Cerny F J, Cropp G J, Bye M R
Am J Dis Child. 1984 Mar;138(3):261-5. doi: 10.1001/archpedi.1984.02140410039013.
We studied the benefits of in-hospital therapy on exercise capacity and related these changes to improvements in lung function in 17 patients with cystic fibrosis (CF) of moderate to extreme severity, as defined by results of pulmonary function tests performed at admission and discharge. Tolerance and adaptations to exercise were assessed from measures of peak work capacity (PWC), peak heart rate (PHR), and peak ventilation (PVE) obtained during an incremental exercise test. Treatment lasted from nine to 18 days. All measures of lung function improved; there also were significant increases in PWC, PHR, PVE, and PHR/PWC. Exercise-induced arterial desaturation was less at discharge than at admission. The PWC of the most severely affected patients remained abnormally low, and their adaptations to exercise were abnormal at discharge. We concluded that intensive in-hospital therapy will significantly improve exercise tolerance and lung function in patients with CF with moderate to severe pulmonary dysfunction.
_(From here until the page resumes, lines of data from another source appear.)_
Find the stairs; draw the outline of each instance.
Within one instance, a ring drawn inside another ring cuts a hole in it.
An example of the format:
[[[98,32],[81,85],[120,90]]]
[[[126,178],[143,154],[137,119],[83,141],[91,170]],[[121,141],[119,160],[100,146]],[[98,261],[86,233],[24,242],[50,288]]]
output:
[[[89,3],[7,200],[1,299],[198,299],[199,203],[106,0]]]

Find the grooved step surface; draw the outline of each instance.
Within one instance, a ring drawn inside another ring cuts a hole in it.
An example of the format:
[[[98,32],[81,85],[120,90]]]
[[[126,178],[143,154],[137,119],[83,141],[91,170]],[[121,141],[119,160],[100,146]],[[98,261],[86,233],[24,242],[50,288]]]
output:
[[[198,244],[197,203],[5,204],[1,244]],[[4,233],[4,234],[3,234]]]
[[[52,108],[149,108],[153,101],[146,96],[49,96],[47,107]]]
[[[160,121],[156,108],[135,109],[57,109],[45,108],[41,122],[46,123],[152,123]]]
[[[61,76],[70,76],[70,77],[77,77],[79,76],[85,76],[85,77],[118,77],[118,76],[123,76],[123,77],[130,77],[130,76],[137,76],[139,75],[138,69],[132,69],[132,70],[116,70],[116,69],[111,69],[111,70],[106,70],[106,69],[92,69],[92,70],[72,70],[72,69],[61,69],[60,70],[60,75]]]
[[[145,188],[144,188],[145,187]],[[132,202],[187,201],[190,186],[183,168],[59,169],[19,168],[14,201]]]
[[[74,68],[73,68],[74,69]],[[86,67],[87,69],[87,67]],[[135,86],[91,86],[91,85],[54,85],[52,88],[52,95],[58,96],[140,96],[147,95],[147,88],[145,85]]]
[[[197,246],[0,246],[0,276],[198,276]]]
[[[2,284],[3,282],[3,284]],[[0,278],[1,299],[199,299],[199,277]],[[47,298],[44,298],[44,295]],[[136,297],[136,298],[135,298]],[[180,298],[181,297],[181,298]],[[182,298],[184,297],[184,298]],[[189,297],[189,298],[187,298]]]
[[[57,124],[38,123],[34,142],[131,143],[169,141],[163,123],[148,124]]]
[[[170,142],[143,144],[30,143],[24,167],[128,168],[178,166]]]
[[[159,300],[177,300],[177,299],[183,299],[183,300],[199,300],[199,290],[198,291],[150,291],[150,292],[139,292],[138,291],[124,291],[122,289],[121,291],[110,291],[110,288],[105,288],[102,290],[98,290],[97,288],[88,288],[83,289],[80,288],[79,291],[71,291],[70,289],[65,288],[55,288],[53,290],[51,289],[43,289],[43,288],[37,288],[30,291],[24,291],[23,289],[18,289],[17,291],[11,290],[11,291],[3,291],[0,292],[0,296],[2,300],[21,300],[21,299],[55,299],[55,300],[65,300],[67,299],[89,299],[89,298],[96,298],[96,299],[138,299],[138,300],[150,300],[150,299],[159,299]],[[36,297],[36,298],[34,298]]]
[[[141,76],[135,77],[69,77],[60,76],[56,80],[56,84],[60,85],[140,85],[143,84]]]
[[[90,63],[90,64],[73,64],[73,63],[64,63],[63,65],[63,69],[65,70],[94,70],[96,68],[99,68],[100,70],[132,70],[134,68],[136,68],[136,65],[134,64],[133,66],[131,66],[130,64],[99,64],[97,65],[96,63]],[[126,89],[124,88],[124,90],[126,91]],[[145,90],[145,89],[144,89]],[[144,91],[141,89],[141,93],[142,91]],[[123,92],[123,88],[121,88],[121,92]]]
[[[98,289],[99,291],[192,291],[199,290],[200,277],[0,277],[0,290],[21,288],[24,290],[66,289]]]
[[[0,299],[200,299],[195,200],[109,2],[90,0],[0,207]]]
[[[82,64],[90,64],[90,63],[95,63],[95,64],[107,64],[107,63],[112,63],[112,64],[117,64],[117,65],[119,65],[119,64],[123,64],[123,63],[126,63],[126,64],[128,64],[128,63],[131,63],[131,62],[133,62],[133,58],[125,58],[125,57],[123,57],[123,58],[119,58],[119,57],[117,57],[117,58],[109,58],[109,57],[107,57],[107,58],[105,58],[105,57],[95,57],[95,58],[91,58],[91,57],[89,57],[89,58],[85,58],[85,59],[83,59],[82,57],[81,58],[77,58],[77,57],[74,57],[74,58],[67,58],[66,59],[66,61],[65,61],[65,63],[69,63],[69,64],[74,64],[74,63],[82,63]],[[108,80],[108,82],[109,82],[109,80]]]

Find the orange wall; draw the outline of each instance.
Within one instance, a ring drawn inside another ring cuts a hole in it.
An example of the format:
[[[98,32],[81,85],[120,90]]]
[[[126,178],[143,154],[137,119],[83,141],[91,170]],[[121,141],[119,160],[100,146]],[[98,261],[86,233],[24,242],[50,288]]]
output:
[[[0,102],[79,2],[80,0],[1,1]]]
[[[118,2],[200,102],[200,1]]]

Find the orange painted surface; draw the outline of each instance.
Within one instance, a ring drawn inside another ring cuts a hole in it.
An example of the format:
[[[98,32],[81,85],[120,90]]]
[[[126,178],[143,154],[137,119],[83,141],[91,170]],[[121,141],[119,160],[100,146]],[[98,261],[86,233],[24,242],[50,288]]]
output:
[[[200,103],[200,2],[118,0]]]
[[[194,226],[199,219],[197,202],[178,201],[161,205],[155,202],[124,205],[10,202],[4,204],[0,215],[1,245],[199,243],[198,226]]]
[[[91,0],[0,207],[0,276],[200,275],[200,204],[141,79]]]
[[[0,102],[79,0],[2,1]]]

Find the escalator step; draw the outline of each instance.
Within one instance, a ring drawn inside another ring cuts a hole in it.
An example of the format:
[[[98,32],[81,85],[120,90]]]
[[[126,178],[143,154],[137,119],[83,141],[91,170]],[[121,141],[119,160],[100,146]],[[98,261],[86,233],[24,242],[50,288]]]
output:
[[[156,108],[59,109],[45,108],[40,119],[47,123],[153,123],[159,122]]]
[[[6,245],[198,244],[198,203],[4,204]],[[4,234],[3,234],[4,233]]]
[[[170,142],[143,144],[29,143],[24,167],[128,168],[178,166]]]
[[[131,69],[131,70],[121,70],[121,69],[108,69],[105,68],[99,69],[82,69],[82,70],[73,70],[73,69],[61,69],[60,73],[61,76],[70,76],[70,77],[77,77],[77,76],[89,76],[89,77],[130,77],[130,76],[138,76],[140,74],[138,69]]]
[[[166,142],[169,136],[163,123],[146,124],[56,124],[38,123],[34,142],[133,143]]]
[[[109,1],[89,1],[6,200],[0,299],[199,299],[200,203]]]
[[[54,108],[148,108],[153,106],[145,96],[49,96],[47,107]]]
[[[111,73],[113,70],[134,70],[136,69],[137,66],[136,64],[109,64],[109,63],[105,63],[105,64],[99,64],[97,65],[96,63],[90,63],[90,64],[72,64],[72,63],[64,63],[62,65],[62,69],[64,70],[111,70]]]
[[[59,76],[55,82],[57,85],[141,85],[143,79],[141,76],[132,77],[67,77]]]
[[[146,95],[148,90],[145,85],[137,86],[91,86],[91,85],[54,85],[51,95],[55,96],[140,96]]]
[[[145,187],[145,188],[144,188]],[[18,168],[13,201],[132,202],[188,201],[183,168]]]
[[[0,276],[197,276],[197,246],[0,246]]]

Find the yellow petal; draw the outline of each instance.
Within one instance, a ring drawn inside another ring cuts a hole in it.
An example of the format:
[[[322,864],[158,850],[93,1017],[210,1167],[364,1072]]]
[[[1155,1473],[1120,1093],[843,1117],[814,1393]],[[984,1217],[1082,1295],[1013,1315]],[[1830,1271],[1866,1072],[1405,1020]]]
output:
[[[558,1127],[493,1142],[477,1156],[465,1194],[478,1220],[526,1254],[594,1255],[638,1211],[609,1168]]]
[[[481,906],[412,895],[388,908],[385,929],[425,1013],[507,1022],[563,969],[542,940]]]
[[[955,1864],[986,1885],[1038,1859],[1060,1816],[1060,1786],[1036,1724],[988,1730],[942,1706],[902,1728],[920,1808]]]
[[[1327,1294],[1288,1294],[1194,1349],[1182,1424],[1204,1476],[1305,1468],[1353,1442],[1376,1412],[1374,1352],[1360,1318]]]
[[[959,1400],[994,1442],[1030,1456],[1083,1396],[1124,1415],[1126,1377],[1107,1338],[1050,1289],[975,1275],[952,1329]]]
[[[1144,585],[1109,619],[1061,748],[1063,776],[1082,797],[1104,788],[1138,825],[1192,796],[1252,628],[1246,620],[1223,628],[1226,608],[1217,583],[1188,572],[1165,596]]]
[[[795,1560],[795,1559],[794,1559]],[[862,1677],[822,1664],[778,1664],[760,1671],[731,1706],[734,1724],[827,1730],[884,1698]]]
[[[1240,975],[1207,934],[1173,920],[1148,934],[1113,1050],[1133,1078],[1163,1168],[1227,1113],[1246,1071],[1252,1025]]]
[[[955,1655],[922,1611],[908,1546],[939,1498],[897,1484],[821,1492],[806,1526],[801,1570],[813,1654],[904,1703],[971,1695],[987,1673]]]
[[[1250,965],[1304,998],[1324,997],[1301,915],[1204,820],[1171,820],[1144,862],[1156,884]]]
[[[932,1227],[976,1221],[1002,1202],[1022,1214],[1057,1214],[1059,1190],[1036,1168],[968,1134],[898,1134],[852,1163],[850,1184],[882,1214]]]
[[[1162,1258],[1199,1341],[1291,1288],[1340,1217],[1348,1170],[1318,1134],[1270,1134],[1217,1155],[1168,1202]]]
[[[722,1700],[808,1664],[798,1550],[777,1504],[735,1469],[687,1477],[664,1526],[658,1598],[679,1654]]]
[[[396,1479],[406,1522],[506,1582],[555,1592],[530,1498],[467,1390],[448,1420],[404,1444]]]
我们研究了住院治疗对运动能力的益处,并将这些变化与17例中重度囊性纤维化(CF)患者肺功能的改善相关联,中重度的定义依据入院和出院时进行的肺功能测试结果。通过递增运动试验期间测得的峰值工作能力(PWC)、峰值心率(PHR)和峰值通气量(PVE)指标评估对运动的耐受性和适应性。治疗持续9至18天。所有肺功能指标均有所改善;PWC、PHR、PVE以及PHR/PWC也显著增加。出院时运动诱发的动脉血氧饱和度下降程度低于入院时。受影响最严重患者的PWC在出院时仍异常低,且他们对运动的适应性也不正常。我们得出结论,强化住院治疗将显著改善中重度肺功能障碍的CF患者的运动耐受性和肺功能。